Pedestrian Tracking in 360 Video by Virtual PTZ Cameras

  • Autori: Monteleone, Vito; Lo Presti, Liliana; La Cascia, Marco
  • Anno di pubblicazione: 2018
  • Tipologia: Contributo in atti di convegno pubblicato in volume
  • OA Link: http://hdl.handle.net/10447/349732

Abstract

Since the data acquired by a PTZ camera change while adjusting the pan, tilt and zoom parameters, the results of tracking algorithms are difficult to reproduce; such diffi- culty limits the development and the comparison of tracking algorithms with PTZ cameras. The recently introduced 360- degree cameras acquire spherical views of the environment, generally stored as equirectangular images. Each pixel of an equirectangular image corresponds to a point on the spherical surface. A gnomonic projection can be used to project the points on the spherical surface onto a plane tangent to the sphere. Such tangent plane can be interpreted as the image plane of a virtual PTZ camera oriented towards the point of tangency. This paper proposes a framework to simulate PTZ cameras from 360-degree video enabling, in this way, the development and comparison of PTZ-based tracking algorithms.
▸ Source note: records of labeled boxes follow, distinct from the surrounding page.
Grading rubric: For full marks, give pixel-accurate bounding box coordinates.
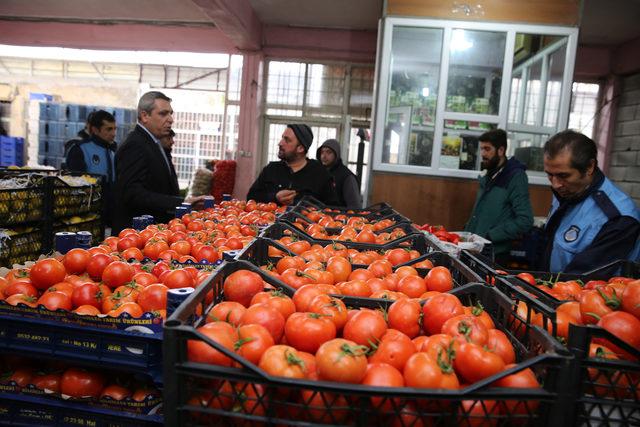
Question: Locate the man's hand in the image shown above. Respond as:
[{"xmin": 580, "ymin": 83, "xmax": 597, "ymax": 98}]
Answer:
[
  {"xmin": 184, "ymin": 195, "xmax": 207, "ymax": 211},
  {"xmin": 276, "ymin": 190, "xmax": 297, "ymax": 206}
]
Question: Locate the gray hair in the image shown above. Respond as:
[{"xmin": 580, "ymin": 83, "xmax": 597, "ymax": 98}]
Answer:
[{"xmin": 138, "ymin": 90, "xmax": 171, "ymax": 119}]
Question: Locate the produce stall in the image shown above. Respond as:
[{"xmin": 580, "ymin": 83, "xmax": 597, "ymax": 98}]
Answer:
[{"xmin": 0, "ymin": 199, "xmax": 640, "ymax": 426}]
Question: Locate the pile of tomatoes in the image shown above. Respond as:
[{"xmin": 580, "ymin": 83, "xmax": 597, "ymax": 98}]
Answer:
[
  {"xmin": 187, "ymin": 270, "xmax": 540, "ymax": 422},
  {"xmin": 517, "ymin": 273, "xmax": 640, "ymax": 360},
  {"xmin": 0, "ymin": 355, "xmax": 161, "ymax": 411}
]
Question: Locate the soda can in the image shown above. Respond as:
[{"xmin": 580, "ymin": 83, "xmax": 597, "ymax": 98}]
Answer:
[
  {"xmin": 55, "ymin": 231, "xmax": 77, "ymax": 254},
  {"xmin": 167, "ymin": 288, "xmax": 195, "ymax": 318},
  {"xmin": 76, "ymin": 231, "xmax": 92, "ymax": 249},
  {"xmin": 176, "ymin": 206, "xmax": 189, "ymax": 218},
  {"xmin": 204, "ymin": 196, "xmax": 216, "ymax": 209}
]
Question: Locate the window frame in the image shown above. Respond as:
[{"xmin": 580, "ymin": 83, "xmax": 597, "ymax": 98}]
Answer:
[{"xmin": 370, "ymin": 17, "xmax": 578, "ymax": 184}]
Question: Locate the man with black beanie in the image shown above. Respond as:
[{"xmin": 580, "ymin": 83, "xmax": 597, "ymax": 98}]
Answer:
[{"xmin": 247, "ymin": 124, "xmax": 338, "ymax": 205}]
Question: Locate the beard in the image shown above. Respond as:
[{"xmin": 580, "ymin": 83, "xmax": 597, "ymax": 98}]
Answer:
[{"xmin": 480, "ymin": 154, "xmax": 500, "ymax": 170}]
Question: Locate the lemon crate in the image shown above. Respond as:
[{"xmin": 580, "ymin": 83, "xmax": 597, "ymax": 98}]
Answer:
[{"xmin": 163, "ymin": 261, "xmax": 570, "ymax": 426}]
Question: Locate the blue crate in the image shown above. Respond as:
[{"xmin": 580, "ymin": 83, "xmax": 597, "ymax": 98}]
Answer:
[
  {"xmin": 0, "ymin": 392, "xmax": 163, "ymax": 427},
  {"xmin": 0, "ymin": 308, "xmax": 162, "ymax": 384},
  {"xmin": 38, "ymin": 101, "xmax": 49, "ymax": 120}
]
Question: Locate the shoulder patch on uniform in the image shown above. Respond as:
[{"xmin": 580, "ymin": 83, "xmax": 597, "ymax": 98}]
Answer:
[{"xmin": 564, "ymin": 225, "xmax": 580, "ymax": 243}]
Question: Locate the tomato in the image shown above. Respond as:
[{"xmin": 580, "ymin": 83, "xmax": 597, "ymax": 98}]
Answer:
[
  {"xmin": 29, "ymin": 258, "xmax": 67, "ymax": 291},
  {"xmin": 62, "ymin": 248, "xmax": 91, "ymax": 274},
  {"xmin": 422, "ymin": 294, "xmax": 464, "ymax": 335},
  {"xmin": 3, "ymin": 280, "xmax": 38, "ymax": 298},
  {"xmin": 223, "ymin": 270, "xmax": 264, "ymax": 307},
  {"xmin": 593, "ymin": 311, "xmax": 640, "ymax": 360},
  {"xmin": 424, "ymin": 267, "xmax": 453, "ymax": 292},
  {"xmin": 187, "ymin": 324, "xmax": 237, "ymax": 366},
  {"xmin": 453, "ymin": 342, "xmax": 505, "ymax": 384},
  {"xmin": 73, "ymin": 305, "xmax": 101, "ymax": 316},
  {"xmin": 234, "ymin": 324, "xmax": 275, "ymax": 365},
  {"xmin": 258, "ymin": 345, "xmax": 305, "ymax": 379},
  {"xmin": 37, "ymin": 291, "xmax": 73, "ymax": 311},
  {"xmin": 622, "ymin": 280, "xmax": 640, "ymax": 319},
  {"xmin": 207, "ymin": 301, "xmax": 247, "ymax": 327},
  {"xmin": 316, "ymin": 338, "xmax": 367, "ymax": 384},
  {"xmin": 31, "ymin": 373, "xmax": 62, "ymax": 393},
  {"xmin": 308, "ymin": 291, "xmax": 348, "ymax": 331},
  {"xmin": 86, "ymin": 253, "xmax": 113, "ymax": 280},
  {"xmin": 327, "ymin": 256, "xmax": 351, "ymax": 283},
  {"xmin": 137, "ymin": 283, "xmax": 169, "ymax": 313},
  {"xmin": 284, "ymin": 313, "xmax": 336, "ymax": 353},
  {"xmin": 100, "ymin": 384, "xmax": 131, "ymax": 400},
  {"xmin": 162, "ymin": 269, "xmax": 194, "ymax": 289},
  {"xmin": 484, "ymin": 329, "xmax": 516, "ymax": 365},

Furthermore, within the above mentioned framework, this paper presents a novel pedestrian tracking algorithm for 360- degree videos. The proposed algorithm aims at estimating the pan, tilt and zoom parameters required to control the virtual camera in such a way that the target is always at the center of the virtual camera view. The proposed method belongs to the category of tracking-by-detection algorithms; it also exploits the use of a dynamic memory to store the appearance models of the best past target detections. Preliminary results on a publicly available benchmark demonstrate the viability of the proposed approach.